DOL Says ESOP Stock Contribution Overvalued

March 15, 2002 (PLANSPONSOR.com) - The Labor Department has filed a lawsuit against an employer for allegedly overvaluing company stock contributed to its employee pension plans.

The suit has been filed against Brea, California-based Earle M. Jorgensen Co. (EMJ), alleging that the company and its pension plan benefits committee violated the Employee Retirement Income Security Act (ERISA) by allowing stock contributed to the pension plans to be valued above fair market value.

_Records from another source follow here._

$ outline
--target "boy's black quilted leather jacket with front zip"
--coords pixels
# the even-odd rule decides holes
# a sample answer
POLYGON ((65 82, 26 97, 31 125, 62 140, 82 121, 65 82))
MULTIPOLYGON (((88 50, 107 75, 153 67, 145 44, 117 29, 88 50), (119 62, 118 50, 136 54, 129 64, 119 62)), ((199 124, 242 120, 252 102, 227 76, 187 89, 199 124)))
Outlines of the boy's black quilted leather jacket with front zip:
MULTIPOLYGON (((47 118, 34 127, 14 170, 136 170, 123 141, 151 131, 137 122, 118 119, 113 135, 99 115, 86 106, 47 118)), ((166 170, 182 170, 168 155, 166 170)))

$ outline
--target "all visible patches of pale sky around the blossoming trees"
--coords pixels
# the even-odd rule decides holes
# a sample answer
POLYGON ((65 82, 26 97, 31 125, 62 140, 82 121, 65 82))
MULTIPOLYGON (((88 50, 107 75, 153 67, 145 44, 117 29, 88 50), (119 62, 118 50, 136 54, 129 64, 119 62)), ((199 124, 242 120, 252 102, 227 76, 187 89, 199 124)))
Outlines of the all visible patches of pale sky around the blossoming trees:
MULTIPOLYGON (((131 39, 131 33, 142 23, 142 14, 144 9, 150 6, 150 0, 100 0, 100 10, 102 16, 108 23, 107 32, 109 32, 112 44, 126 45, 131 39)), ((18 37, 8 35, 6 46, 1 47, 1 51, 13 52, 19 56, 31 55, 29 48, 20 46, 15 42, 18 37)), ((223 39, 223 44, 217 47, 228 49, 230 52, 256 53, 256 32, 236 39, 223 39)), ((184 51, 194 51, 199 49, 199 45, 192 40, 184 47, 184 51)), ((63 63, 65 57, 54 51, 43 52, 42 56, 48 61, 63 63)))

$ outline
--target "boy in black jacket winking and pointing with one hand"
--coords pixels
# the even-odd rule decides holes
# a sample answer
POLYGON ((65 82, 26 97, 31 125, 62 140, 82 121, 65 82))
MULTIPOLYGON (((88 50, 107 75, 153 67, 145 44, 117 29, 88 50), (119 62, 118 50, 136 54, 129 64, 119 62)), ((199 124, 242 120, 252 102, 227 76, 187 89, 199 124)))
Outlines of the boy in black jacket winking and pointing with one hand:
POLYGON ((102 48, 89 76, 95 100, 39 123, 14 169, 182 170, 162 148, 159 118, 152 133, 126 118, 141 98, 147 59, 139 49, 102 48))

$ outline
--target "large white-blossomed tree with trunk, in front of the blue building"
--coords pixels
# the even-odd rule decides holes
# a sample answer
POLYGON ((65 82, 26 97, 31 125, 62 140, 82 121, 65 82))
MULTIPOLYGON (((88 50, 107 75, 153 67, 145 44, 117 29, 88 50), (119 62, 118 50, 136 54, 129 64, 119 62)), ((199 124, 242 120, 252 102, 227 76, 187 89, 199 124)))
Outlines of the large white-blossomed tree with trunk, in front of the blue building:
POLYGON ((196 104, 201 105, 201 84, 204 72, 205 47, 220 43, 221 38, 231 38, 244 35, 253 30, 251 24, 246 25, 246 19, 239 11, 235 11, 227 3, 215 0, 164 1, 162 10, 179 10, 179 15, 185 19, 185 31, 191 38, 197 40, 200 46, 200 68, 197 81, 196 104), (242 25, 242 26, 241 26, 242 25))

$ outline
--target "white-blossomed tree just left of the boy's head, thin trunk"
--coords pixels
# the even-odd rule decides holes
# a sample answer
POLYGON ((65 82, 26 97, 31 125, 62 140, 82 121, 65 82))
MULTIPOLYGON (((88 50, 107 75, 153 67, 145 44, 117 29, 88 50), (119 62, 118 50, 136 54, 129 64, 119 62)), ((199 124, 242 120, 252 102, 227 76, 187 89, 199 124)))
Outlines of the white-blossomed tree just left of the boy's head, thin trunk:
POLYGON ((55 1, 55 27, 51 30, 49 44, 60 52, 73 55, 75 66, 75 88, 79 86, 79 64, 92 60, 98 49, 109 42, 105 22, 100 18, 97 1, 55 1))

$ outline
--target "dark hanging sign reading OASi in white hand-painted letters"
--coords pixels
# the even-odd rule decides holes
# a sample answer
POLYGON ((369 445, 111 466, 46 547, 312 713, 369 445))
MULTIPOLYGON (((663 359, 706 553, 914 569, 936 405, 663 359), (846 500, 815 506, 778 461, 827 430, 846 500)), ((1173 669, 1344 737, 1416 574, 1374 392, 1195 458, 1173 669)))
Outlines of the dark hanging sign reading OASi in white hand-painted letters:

The suit says that resulted in fewer shares of stock being assigned to the company-sponsored plans, according to a report by the Associated Press. 

More than 1,200 employees are covered by the company-sponsored pension plans, according to the government.

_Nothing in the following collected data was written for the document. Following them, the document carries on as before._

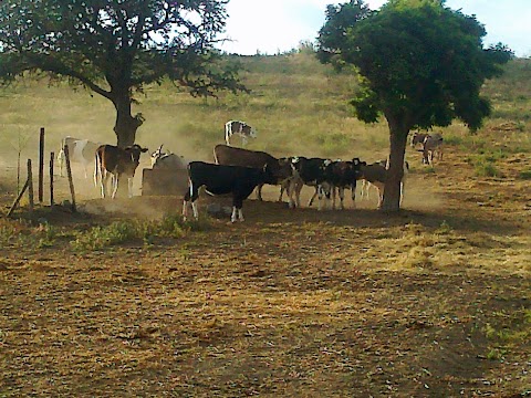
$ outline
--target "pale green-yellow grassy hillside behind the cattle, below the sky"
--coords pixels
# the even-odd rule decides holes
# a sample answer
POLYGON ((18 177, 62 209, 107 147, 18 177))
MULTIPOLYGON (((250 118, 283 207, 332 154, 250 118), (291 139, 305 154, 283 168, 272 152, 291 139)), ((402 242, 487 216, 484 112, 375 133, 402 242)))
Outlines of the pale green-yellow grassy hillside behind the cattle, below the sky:
MULTIPOLYGON (((147 87, 134 109, 146 117, 137 142, 150 148, 164 143, 175 153, 208 159, 212 146, 222 142, 225 122, 236 118, 257 127, 259 138, 251 148, 279 156, 363 156, 372 160, 386 155, 386 124, 365 125, 352 117, 347 104, 356 86, 352 75, 335 74, 308 53, 244 56, 241 62, 247 70, 241 76, 251 94, 222 94, 219 100, 205 101, 170 84, 147 87)), ((486 84, 494 113, 478 136, 506 122, 514 123, 519 133, 530 130, 530 74, 531 61, 516 60, 507 65, 503 77, 486 84)), ((4 159, 12 158, 18 148, 22 158, 31 157, 41 126, 48 130, 51 149, 58 148, 65 135, 115 143, 112 104, 85 91, 74 92, 66 84, 24 81, 0 88, 0 109, 4 150, 0 155, 4 159)), ((445 133, 467 137, 459 123, 445 133)))

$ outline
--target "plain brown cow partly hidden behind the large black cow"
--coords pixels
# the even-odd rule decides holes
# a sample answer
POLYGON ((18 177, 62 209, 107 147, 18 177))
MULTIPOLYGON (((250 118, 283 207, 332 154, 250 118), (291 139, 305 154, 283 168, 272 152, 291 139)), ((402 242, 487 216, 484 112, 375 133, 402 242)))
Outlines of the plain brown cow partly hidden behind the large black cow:
MULTIPOLYGON (((277 177, 275 185, 282 184, 283 180, 292 176, 291 164, 287 159, 277 159, 268 153, 261 150, 249 150, 235 148, 227 145, 216 145, 214 148, 214 159, 218 165, 243 166, 263 168, 268 165, 269 169, 277 177)), ((262 200, 263 184, 257 187, 257 198, 262 200)))

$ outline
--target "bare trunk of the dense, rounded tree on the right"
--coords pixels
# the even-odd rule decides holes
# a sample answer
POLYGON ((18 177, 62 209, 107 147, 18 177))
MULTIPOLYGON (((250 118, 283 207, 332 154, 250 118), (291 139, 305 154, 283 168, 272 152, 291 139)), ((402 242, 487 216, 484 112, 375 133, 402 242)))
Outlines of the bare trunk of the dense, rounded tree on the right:
POLYGON ((388 178, 385 182, 382 210, 398 211, 400 210, 400 181, 404 176, 404 155, 406 153, 408 130, 407 128, 393 123, 389 123, 389 169, 388 178))

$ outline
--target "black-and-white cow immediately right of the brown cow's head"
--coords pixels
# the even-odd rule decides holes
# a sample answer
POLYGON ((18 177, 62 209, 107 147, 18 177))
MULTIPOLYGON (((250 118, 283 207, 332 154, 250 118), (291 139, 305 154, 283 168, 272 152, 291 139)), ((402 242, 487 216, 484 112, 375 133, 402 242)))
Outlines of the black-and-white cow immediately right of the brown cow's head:
MULTIPOLYGON (((296 156, 291 158, 293 177, 290 180, 288 196, 290 198, 290 208, 301 207, 301 190, 304 185, 315 188, 315 192, 308 202, 312 206, 315 197, 319 198, 317 209, 321 210, 324 198, 330 199, 331 186, 326 182, 325 169, 331 163, 330 159, 306 158, 296 156), (295 198, 293 199, 293 195, 295 198)), ((281 193, 282 195, 282 193, 281 193)))

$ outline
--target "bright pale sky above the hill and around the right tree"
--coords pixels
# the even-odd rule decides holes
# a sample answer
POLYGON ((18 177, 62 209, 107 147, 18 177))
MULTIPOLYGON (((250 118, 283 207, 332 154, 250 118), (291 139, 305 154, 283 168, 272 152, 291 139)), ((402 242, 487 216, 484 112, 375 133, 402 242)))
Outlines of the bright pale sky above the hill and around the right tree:
MULTIPOLYGON (((277 54, 314 41, 325 22, 326 4, 347 0, 230 0, 221 49, 238 54, 277 54)), ((378 9, 386 0, 365 1, 378 9)), ((483 45, 501 42, 517 56, 531 56, 531 0, 447 0, 446 7, 475 14, 487 30, 483 45)))

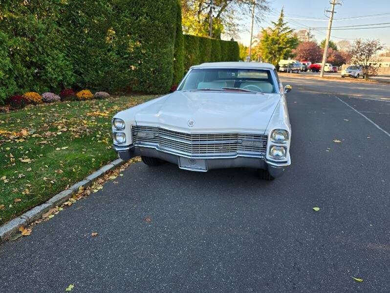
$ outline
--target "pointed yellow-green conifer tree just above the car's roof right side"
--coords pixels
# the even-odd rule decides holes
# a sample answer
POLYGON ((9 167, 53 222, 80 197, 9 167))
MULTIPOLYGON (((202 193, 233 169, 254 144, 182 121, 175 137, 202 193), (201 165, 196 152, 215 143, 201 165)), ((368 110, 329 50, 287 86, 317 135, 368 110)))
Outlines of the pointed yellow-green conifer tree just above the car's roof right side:
POLYGON ((261 31, 258 45, 261 59, 275 66, 278 65, 281 59, 290 57, 292 50, 299 44, 298 38, 293 35, 293 30, 287 26, 283 18, 282 9, 278 21, 276 23, 272 22, 274 26, 261 31))

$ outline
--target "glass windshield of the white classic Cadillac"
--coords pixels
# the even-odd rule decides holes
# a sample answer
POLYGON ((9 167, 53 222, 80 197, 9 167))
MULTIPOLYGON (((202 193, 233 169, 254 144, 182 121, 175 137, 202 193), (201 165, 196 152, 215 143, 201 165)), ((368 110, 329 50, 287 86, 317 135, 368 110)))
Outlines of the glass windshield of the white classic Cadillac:
POLYGON ((273 93, 276 88, 267 69, 195 68, 178 90, 228 90, 273 93))

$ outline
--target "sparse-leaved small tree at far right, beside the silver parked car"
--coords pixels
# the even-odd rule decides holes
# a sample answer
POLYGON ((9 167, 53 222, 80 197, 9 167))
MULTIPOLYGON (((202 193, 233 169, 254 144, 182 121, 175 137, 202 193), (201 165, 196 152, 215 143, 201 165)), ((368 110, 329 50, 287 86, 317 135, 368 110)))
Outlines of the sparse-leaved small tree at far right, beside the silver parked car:
POLYGON ((351 56, 351 63, 363 68, 366 80, 378 71, 381 62, 378 52, 383 48, 380 40, 356 39, 350 46, 348 53, 351 56))

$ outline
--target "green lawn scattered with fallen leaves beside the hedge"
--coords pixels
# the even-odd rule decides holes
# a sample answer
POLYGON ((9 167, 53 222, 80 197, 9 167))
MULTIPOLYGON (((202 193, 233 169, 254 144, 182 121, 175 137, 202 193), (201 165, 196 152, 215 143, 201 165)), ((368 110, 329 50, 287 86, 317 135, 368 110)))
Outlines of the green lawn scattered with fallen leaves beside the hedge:
POLYGON ((112 116, 156 96, 119 96, 0 113, 0 225, 117 158, 112 116))

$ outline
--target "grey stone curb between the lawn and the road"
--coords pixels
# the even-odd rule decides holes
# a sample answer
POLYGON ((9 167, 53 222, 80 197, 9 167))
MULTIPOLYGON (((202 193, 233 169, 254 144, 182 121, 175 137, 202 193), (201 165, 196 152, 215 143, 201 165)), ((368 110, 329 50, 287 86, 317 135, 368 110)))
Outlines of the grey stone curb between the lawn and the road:
POLYGON ((107 165, 101 167, 96 172, 93 172, 92 174, 87 176, 84 180, 81 180, 76 184, 70 186, 68 189, 65 189, 60 193, 56 194, 46 203, 42 203, 41 205, 33 207, 19 217, 12 219, 8 223, 0 226, 0 243, 10 239, 13 235, 18 233, 20 226, 30 225, 31 223, 41 218, 42 215, 52 207, 65 203, 69 198, 72 197, 75 192, 79 190, 79 187, 85 188, 92 185, 95 180, 105 175, 108 171, 111 171, 112 169, 124 164, 124 162, 125 161, 120 158, 113 160, 107 165))

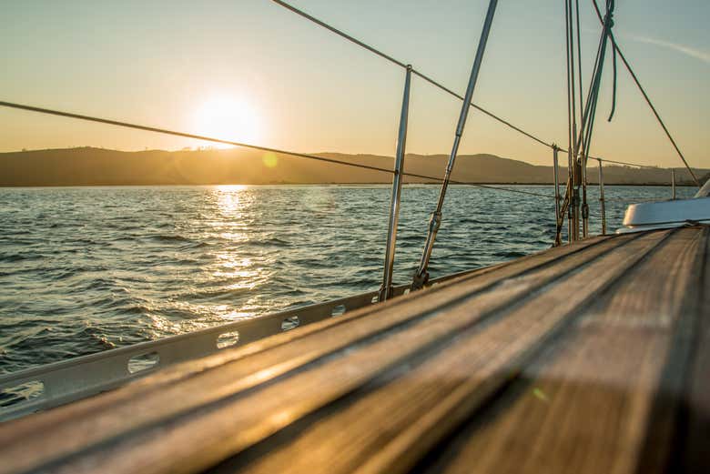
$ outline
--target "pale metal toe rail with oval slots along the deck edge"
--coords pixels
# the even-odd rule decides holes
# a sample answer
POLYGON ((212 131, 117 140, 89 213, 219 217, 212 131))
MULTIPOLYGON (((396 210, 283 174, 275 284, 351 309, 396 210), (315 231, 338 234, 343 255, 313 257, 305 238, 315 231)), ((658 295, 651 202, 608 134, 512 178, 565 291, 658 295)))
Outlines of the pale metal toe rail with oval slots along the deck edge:
MULTIPOLYGON (((432 283, 475 271, 437 278, 432 283)), ((393 287, 392 294, 396 297, 408 291, 408 285, 401 285, 393 287)), ((370 291, 5 374, 0 376, 0 421, 96 395, 157 368, 243 346, 377 302, 378 291, 370 291)))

The government is seeking a court order forcing the company to buy back the stock.

Employee Ownership

Employees own about 30% of EMJ, according to the firm’s web site, with investment firm Kelso & Company owning most of the rest. 

The company became an Employee Stock Ownership Plan (ESOP) in May 1990, as part of a merger of metal distributors Jorgensen Steel & Aluminum and Kilsby-Roberts. 

That year, Earle M. Jorgensen, one of the members of then-Governor Reagan’s ‘kitchen cabinet’, sold his company, to a group backed by leveraged buyout specialists Kelso & Co.